Aanbevolen discreet

Une obligation de discrétion - Bernard Marchant foto 1 PUB7-2014

Vertaalde artikels

Wat Christian van Thillo is voor Vlaanderen en Nederland, dat is Bernard Marchant voor Franstalig België en Frankrijk. Maar hoewel het medialot van beide heren met elkaar is verweven, houdt de vergelijking daar op.

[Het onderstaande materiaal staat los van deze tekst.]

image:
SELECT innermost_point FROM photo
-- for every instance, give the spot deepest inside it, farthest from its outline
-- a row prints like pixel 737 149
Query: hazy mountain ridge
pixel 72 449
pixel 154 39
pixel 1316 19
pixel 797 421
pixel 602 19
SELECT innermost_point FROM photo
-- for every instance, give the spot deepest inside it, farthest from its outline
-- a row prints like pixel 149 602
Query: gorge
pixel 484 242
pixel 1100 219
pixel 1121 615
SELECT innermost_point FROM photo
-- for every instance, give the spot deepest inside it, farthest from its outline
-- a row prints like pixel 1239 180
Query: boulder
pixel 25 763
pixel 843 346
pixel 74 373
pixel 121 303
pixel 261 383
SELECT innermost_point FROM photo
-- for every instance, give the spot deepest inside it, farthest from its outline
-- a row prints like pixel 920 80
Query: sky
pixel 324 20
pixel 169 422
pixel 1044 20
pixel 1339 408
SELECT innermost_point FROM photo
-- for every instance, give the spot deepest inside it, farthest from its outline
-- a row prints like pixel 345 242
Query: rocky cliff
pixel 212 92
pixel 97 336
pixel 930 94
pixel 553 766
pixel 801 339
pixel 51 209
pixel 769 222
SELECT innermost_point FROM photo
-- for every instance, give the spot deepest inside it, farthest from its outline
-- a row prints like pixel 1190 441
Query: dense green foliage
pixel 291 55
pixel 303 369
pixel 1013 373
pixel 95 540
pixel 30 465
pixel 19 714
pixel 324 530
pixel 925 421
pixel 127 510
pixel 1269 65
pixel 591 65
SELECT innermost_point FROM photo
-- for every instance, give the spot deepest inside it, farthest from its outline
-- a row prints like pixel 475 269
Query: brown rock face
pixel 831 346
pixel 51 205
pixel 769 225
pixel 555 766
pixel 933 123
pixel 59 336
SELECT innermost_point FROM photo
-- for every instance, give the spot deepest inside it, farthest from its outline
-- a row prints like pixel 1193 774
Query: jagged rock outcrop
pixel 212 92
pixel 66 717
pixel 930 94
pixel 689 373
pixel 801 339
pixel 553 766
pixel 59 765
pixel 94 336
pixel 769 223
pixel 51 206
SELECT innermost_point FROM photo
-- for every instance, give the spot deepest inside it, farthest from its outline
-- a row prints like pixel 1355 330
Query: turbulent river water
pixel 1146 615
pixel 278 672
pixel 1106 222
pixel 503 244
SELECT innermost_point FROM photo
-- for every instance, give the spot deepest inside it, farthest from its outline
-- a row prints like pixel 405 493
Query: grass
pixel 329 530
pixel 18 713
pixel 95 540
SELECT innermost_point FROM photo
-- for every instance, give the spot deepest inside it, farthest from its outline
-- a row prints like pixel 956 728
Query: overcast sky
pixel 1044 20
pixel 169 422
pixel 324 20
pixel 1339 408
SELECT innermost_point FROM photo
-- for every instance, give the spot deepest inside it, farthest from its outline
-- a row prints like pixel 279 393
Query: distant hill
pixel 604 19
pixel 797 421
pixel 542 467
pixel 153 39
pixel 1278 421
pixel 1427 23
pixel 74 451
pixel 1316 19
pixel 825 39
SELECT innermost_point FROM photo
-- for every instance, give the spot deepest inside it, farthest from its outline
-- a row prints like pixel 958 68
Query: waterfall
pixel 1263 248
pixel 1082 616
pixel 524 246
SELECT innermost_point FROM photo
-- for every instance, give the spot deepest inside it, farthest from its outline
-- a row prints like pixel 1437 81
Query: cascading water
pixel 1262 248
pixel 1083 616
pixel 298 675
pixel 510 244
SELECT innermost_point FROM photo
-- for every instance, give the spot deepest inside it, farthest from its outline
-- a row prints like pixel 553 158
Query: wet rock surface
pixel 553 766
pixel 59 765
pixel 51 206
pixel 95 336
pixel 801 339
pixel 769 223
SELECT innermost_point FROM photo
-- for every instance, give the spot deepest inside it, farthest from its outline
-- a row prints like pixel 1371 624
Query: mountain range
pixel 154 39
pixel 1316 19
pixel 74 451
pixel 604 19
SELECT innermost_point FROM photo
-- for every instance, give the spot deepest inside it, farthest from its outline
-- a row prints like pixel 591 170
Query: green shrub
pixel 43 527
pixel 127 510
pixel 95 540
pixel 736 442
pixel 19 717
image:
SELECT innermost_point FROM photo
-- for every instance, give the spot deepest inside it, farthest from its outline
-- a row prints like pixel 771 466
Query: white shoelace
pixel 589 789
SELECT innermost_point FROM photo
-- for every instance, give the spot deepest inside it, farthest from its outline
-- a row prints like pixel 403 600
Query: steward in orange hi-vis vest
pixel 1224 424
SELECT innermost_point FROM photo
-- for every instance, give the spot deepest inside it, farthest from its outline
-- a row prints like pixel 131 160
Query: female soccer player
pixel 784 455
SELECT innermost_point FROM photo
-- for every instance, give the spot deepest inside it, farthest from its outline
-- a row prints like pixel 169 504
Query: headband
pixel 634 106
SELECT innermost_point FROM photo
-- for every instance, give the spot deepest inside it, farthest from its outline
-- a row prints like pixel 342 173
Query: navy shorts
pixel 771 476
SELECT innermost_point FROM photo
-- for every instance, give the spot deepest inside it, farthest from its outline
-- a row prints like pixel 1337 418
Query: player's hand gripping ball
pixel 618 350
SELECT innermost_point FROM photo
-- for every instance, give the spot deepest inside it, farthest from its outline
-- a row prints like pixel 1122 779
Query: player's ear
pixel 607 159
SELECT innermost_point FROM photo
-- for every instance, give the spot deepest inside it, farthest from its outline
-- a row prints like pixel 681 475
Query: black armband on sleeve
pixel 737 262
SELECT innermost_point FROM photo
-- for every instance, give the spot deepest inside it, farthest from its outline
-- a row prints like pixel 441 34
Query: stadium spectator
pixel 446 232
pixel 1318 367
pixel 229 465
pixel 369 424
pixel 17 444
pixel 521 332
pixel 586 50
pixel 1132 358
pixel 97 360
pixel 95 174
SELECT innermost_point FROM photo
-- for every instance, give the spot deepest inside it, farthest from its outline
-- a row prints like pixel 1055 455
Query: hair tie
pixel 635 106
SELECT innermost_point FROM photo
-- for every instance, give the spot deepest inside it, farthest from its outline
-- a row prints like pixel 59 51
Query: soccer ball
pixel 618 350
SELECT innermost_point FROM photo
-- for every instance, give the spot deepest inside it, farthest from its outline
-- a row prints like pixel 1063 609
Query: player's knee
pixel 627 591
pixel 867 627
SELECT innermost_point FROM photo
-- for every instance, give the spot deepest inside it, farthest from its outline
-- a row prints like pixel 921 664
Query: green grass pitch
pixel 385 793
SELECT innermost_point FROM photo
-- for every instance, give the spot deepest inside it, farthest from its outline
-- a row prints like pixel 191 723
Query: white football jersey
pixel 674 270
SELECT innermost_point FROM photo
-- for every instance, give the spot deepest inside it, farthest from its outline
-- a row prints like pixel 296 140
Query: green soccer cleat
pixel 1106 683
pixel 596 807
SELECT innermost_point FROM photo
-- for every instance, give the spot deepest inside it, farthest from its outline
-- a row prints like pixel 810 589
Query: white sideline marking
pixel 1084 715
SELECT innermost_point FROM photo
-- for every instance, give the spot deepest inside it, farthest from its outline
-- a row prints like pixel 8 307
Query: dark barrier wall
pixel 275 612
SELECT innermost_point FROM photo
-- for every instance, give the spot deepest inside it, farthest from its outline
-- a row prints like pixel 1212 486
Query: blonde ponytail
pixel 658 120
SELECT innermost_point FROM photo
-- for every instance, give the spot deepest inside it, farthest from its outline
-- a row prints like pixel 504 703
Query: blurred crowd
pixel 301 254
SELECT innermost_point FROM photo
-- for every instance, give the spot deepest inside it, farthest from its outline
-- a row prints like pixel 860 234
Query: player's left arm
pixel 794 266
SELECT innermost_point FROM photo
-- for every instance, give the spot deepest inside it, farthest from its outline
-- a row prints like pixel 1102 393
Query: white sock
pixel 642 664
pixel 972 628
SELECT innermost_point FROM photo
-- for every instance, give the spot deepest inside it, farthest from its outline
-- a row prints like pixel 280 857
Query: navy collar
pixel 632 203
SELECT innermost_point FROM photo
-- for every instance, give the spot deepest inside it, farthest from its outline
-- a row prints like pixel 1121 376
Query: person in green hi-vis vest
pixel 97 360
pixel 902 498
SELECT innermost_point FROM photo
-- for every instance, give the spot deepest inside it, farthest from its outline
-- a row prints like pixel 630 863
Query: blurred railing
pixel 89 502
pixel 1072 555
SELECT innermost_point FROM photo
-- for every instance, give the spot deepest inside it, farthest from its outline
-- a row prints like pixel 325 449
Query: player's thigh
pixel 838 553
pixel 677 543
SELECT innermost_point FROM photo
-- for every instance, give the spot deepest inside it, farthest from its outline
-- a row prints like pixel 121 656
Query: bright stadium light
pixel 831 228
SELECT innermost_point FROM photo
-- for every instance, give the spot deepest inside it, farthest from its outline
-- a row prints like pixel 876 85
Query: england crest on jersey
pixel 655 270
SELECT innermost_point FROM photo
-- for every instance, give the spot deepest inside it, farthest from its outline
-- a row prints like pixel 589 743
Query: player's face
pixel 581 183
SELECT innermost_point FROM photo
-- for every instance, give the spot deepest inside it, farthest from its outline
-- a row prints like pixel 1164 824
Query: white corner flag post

Pas in 2001, het jaar waarin hij het roer van de groep Rossel overnam, begon Bernard Marchant zich onder te dompelen in de perswereld, een wereld die hij – in tegenstelling tot Van Thillo – niet van jongs af aan kende. Beetje bij beetje drukte hij zijn stempel op de familiale persgroep. De reorganisatie van de krantenactiviteit met een voorliefde voor regionale bladen, overnames in België – de zusterbladen L'Echo en De Tijdin samenwerking met De Persgroep – en ook in Frankrijk met La Voix du Nord mogen tot zijn verdienste worden gerekend. Marchant richt de blik trouwens dikwijls naar onze zuiderburen. De groep is er aanwezig in het Oosten met de krant L'Union en hoopt nog steeds de hand te kunnen leggen op Nice-Matin, een titel waar Bernard Marchant al een taaie dobber aan heeft gehad en waar hij nog steeds voor in de running is. Daarnaast blijven de digitalisering van de pers en de zoektocht naar een geschikt businessmodel belangrijke vraagstukken.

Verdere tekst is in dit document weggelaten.